Coca-Cola, Airbnb, Procter & Gamble, and Visa—all U.S. sponsors of the 2022 Beijing Olympics—have proudly declared that they support human rights globally. But that support is less clear when it comes to addressing the Chinese communist regime’s gross rights violations.
At a July 27 congressional hearing on corporate sponsorship of the Games, representatives from the U.S.-based sponsors declined to take a stance on whether they would support moving the Olympics to a different location or postponing them over the Chinese regime’s human rights abuses.
All—with the exception of a fifth witness, Intel—said they had no involvement in the site selection.
“But as a human being and as somebody as a corporation that believes in human rights, it seems to me that you have a moral responsibility to be very clear,” said Rep. Chris Smith (R-N.J.), noting the allegations of sexual assault, forced abortion and sterilization, and other torture committed inside concentration camps in China’s Xinjiang Province.
“I’m baffled and disappointed that you can’t just say, ‘Move the game.’”
Andrea Fairchild, senior vice president of global sponsorship strategy at Visa Inc., responded, “As long as the governments are allowing the athletes to attend the games, we will be there to support and sponsor them.”
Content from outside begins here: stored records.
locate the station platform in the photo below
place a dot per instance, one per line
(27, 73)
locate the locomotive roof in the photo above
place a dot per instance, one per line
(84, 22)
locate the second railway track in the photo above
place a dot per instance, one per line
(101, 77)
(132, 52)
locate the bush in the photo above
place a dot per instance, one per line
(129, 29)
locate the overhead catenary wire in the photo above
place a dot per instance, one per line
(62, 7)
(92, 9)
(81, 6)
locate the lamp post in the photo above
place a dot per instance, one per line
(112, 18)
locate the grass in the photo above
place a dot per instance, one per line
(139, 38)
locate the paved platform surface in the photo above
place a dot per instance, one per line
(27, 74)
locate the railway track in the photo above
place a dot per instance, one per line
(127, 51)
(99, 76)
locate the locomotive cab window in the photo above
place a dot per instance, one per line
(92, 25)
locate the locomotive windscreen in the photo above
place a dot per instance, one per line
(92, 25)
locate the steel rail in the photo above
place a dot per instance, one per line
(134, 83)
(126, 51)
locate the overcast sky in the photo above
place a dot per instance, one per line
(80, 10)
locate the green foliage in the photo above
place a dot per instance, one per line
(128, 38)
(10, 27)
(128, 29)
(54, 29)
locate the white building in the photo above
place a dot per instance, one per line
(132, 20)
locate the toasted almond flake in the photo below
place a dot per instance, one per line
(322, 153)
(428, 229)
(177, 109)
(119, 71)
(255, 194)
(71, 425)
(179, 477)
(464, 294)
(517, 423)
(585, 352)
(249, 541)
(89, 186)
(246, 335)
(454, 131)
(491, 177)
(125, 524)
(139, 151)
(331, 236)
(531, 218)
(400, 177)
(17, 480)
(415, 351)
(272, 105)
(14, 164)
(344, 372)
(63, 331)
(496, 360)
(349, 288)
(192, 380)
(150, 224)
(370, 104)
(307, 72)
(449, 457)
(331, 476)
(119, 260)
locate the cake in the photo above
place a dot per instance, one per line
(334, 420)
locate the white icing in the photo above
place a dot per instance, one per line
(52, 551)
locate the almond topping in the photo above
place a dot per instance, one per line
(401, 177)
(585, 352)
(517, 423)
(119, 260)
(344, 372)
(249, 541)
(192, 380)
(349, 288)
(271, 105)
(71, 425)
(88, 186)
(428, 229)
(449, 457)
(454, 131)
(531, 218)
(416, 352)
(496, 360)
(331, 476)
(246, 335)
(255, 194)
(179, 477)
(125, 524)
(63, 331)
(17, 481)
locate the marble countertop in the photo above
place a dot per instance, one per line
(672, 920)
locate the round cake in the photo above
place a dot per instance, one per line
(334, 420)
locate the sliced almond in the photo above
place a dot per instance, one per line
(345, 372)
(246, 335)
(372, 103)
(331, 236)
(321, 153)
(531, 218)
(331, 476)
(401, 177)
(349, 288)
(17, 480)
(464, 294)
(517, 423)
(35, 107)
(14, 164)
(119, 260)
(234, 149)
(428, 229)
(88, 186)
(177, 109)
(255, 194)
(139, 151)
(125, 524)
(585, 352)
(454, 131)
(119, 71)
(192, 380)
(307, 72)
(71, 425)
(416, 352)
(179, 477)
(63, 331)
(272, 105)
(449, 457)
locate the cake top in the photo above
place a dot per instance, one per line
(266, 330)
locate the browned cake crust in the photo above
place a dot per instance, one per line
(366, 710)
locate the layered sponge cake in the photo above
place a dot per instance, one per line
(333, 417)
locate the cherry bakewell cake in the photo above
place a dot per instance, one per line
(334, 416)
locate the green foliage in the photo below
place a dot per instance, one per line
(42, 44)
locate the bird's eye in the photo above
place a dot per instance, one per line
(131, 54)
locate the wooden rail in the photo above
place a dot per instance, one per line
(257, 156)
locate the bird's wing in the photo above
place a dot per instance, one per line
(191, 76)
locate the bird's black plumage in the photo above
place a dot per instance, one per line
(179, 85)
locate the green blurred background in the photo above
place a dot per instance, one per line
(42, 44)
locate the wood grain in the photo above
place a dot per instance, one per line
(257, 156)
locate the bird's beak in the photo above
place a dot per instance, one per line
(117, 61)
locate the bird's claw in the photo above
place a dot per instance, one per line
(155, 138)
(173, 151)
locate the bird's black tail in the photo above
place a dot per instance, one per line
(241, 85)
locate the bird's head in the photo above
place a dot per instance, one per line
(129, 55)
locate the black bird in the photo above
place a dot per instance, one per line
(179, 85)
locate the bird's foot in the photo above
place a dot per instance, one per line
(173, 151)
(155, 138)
Asked whether they agree with the U.S. government’s determination that the regime is committing genocide against the Uyghur population in Xinjiang, the only company representative to respond in the affirmative was Steve Rodgers, executive vice president and general counsel of Intel.
“I’ve read the State Department report. I’ve studied it, and I believe its conclusions,” Rodgers said, adding that Intel had no business operations in Xinjiang even before the January designation.
The other four executives said they respected the government’s decision, but they refused to project their views.
Sen. Tom Cotton (R-Ark.), who praised Rodgers for his “straight answer,” pronounced what he saw to be “the most pathetic and disgraceful hearing in which I’ve participated in eight years.”
“Every one of you, with the exception, on occasion, of Mr. Rodgers, were sent here with orders not to say anything that could offend the Chinese Communist Party,” he said.
David Holyoke, Airbnb’s head of the Olympics and Paralympics partnership, drew a rebuke from Rep. Tom Malinowski (D-N.J.) for not being more vocal about Beijing’s denial of passports and identification documents to Uyghurs and Tibetans, which prevents them from traveling or finding accommodation.
“You are just completely absolving yourself of responsibility for being complicit in abject discrimination,” Malinowski said when the Airbnb executive said the company’s “policies do not require hosts to violate local laws.”
Coca-Cola fared no better. Multiple lawmakers criticized the contrast between the corporation’s silence on human rights abuses in China and its CEO’s open opposition to the newly enacted voting law in the firm’s home state of Georgia.
Asked repeatedly whether the company would specifically condemn the regime’s practice of holding people in concentration camps, Paul Lalli, global vice president for human rights at Coca-Cola, said, “We respect all human rights,” without specifically naming China.
“I just think this is stunning,” Malinowski said, adding that it’s “absolutely clear” that “the only reason” for the company’s reticence is to protect its profits in China.
“You are afraid of them in a way that you are not afraid of critics in the United States. I think that’s shameful,” he told the Coca-Cola representative.